We are currently looking into these issues, trying to refine our approach. I realized, for example, that the minimal clique coverage problem has been studied before by other researchers, and I found a rather large amount of Russian literature on the topic (see, for example, Bratceva and Čerenin 1994 and Ryzhkov 1975), but those approaches do not seem to have been thoroughly studied in the Western literature. We also know that at some point we need to relax our approach, allowing for some exceptions — we know that systemic sound change processes are easily overridden by language-specific factors, be it lateral transfer, or pragmatics in a larger sense (think of Bob Dylan, talking of "the words I never KNOWED" in order to make sure the word rhymes with "ROAD", or the form "wanna" as a shortcut for "want to").

Not all cases in which speakers changed the pronunciation of sounds have systemic reasons, and we are still far from actually understanding the systemic reasons that lead to the regular aspects of sound change. What we can show, however, is that sound change is really something peculiar in language evolution, with no real counterpart in biology. At least, I do not know of any case where a set of 300 alignments could be reduced to some 35 largely identical patterns. This shows, on the other hand, that the classical biological approaches that try to model each site of an alignment independently are definitely not what we need in order to model sound change realistically. The assumption of independence of sites in an alignment is already problematic in biology. In linguistics, at least in the cases illustrated above, it seems to be just as useless as tossing a coin to predict the weather in a desert: it is too much of an effort with very poor results to be expected.

  • Bhasker, J. and T. Samad (1991): The clique-partitioning problem. Computers \& Mathematics with Applications 22.6. 1 - 11.
  • Bratceva, E. and V. Čerenin (1994): Otyskanie vsex naimen’šix porkrytij grafa klikami [Searching all minimal clique coverages of a graph]. Žurnal Vyčislitel’noj Matematiki i Matematičeskoj Fisiki [Journal of Computational Mathematics and Physics] 34.8-9. 1272-1292.

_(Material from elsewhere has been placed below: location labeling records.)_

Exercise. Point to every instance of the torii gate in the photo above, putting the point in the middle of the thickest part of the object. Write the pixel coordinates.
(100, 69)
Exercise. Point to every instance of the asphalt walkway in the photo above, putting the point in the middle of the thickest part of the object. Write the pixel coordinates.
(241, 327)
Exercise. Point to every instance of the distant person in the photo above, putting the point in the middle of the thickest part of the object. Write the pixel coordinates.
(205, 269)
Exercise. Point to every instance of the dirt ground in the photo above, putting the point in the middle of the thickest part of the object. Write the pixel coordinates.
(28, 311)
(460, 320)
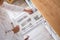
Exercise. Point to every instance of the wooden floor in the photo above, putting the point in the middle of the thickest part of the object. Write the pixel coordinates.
(50, 10)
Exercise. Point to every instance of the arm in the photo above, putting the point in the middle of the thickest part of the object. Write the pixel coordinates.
(4, 35)
(12, 7)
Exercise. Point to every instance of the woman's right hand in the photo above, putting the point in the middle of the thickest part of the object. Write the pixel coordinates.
(16, 29)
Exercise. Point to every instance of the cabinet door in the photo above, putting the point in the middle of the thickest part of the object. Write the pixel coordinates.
(50, 9)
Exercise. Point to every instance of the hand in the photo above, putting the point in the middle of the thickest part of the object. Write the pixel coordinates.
(16, 29)
(28, 10)
(26, 38)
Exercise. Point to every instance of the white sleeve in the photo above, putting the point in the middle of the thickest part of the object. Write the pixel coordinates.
(12, 7)
(4, 35)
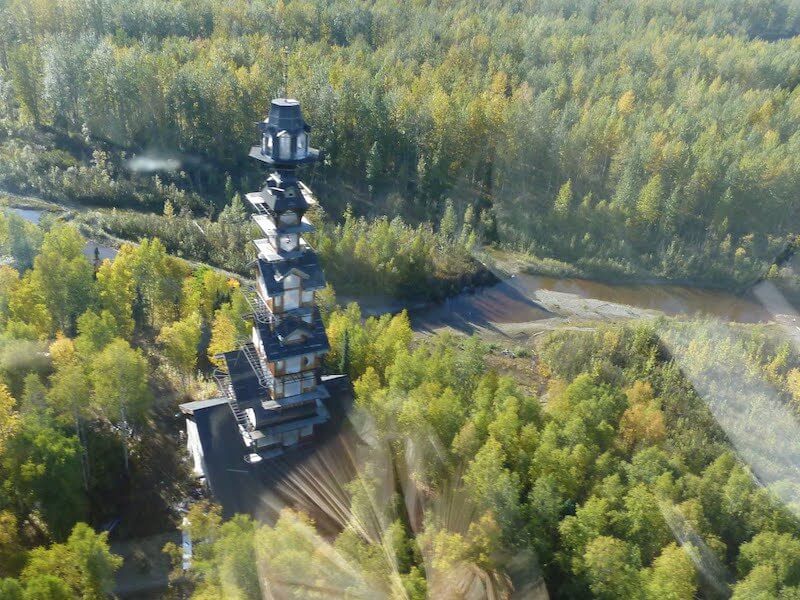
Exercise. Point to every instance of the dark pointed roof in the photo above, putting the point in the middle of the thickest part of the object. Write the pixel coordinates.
(275, 346)
(274, 273)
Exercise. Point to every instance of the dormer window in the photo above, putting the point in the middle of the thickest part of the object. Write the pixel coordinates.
(302, 145)
(284, 145)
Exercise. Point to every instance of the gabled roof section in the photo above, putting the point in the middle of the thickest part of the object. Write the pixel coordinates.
(306, 266)
(268, 226)
(275, 346)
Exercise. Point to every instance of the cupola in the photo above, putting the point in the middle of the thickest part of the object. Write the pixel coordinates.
(284, 135)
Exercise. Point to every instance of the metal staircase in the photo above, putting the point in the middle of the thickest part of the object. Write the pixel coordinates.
(259, 310)
(224, 385)
(264, 376)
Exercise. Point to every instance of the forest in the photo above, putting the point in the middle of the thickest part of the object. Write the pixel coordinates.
(620, 481)
(632, 140)
(94, 358)
(621, 140)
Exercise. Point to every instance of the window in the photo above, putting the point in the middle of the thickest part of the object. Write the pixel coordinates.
(302, 140)
(284, 145)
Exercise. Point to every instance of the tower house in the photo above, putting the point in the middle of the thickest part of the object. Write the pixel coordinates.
(272, 381)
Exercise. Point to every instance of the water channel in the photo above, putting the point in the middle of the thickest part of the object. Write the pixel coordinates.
(526, 298)
(35, 215)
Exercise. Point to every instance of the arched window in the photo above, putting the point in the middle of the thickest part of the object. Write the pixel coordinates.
(284, 145)
(302, 141)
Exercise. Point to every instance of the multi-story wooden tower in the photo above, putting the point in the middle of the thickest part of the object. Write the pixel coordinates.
(272, 382)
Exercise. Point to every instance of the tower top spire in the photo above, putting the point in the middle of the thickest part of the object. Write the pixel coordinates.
(284, 136)
(285, 66)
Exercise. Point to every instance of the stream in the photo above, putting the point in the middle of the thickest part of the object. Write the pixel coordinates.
(525, 298)
(33, 215)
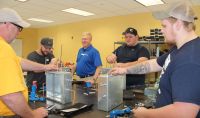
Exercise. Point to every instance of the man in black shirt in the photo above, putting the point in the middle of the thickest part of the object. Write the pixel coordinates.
(42, 55)
(128, 54)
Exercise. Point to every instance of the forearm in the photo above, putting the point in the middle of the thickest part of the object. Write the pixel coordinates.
(97, 72)
(28, 65)
(17, 103)
(144, 67)
(130, 64)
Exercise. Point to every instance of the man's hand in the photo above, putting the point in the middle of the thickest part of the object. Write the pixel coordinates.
(119, 64)
(50, 67)
(111, 59)
(118, 71)
(91, 81)
(138, 113)
(40, 113)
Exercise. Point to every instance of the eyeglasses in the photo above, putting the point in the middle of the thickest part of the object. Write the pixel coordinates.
(20, 28)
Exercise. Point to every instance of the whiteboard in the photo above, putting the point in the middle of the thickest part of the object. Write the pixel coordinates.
(17, 46)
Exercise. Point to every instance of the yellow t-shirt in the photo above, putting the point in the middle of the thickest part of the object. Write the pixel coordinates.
(11, 75)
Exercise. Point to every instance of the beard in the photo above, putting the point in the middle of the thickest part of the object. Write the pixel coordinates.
(43, 52)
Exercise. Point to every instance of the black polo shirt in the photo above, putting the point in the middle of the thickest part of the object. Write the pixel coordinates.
(39, 76)
(126, 54)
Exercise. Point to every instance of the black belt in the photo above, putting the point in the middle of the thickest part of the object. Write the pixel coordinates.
(86, 76)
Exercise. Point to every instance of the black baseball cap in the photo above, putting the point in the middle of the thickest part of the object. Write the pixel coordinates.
(47, 42)
(130, 30)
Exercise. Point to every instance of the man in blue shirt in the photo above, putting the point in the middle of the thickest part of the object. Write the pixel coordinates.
(88, 59)
(179, 91)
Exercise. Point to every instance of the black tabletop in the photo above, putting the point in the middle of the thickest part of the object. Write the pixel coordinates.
(80, 97)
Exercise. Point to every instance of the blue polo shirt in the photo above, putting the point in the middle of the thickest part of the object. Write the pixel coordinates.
(88, 60)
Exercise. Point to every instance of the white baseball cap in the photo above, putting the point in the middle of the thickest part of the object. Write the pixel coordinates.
(10, 15)
(182, 11)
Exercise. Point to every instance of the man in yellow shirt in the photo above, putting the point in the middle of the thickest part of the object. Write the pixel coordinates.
(13, 90)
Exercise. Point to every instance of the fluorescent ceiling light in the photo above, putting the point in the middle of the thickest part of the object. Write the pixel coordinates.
(40, 20)
(150, 2)
(78, 12)
(21, 0)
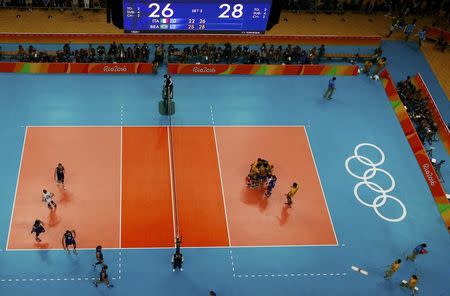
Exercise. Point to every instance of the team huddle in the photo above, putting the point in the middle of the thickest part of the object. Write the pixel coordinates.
(261, 176)
(69, 236)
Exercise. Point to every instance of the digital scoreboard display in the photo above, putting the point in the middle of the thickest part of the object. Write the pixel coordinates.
(196, 16)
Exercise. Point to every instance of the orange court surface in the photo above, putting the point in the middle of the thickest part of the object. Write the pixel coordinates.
(121, 192)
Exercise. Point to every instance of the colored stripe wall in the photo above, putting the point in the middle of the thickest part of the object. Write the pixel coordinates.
(77, 68)
(190, 39)
(239, 69)
(426, 166)
(443, 131)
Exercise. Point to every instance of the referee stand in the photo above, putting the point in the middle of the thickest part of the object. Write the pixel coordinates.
(167, 105)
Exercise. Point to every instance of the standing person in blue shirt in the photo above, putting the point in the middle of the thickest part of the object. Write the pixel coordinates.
(418, 250)
(103, 278)
(409, 29)
(422, 35)
(331, 88)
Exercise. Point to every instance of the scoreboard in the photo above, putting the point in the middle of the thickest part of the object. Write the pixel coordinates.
(196, 16)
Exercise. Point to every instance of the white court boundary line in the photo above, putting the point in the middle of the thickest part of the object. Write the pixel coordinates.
(69, 278)
(221, 179)
(171, 248)
(172, 194)
(171, 183)
(17, 186)
(303, 274)
(120, 188)
(174, 125)
(321, 187)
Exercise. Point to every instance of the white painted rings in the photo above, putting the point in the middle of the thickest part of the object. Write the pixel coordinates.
(383, 197)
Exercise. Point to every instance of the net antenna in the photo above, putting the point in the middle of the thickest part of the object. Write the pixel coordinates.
(170, 108)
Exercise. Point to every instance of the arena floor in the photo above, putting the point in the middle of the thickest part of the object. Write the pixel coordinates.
(115, 146)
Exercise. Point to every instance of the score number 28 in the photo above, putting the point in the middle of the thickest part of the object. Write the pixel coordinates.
(236, 11)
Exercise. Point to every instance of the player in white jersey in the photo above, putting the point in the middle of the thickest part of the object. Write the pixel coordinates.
(47, 197)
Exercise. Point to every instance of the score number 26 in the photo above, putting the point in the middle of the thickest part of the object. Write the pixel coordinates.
(237, 10)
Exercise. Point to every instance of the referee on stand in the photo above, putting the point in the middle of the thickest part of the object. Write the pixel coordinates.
(168, 87)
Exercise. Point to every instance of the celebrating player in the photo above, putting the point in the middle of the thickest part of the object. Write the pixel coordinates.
(38, 228)
(291, 193)
(47, 197)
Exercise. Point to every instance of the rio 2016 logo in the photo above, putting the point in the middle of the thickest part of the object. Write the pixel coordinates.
(115, 69)
(204, 69)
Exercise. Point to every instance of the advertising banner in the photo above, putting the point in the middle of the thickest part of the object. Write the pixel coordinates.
(241, 69)
(77, 68)
(425, 164)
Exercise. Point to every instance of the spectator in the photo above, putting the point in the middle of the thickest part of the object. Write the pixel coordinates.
(145, 53)
(441, 42)
(75, 8)
(410, 29)
(321, 52)
(101, 51)
(21, 53)
(422, 35)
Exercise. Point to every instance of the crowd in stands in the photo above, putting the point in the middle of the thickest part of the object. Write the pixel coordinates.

  • Hruschka, D., S. Branford, E. Smith, J. Wilkins, A. Meade, M. Pagel, and T. Bhattacharya (2015): Detecting regular sound changes in linguistics as events of concerted evolution. Curr. Biol. 25.1. 1-9.
  • Ryzhkov, A. (1975): Partitioning a graph into the minimal number of complete subgraphs. Cybernetics 11.6. 939-943. Original article: Рыжков А. П., Разбиение графа на минимальное число полных подграфов .. 90-96. Kybernetika 1975. 6.
  • Thompson, J., D. Higgins, and T. Gibson (1994): CLUSTAL W. Improving the sensitivity of progressive multiple sequence alignment through sequence weighting, position-specific gap penalties and weight matrix choice. Nucleic Acids Res. 22.22. 4673–4680.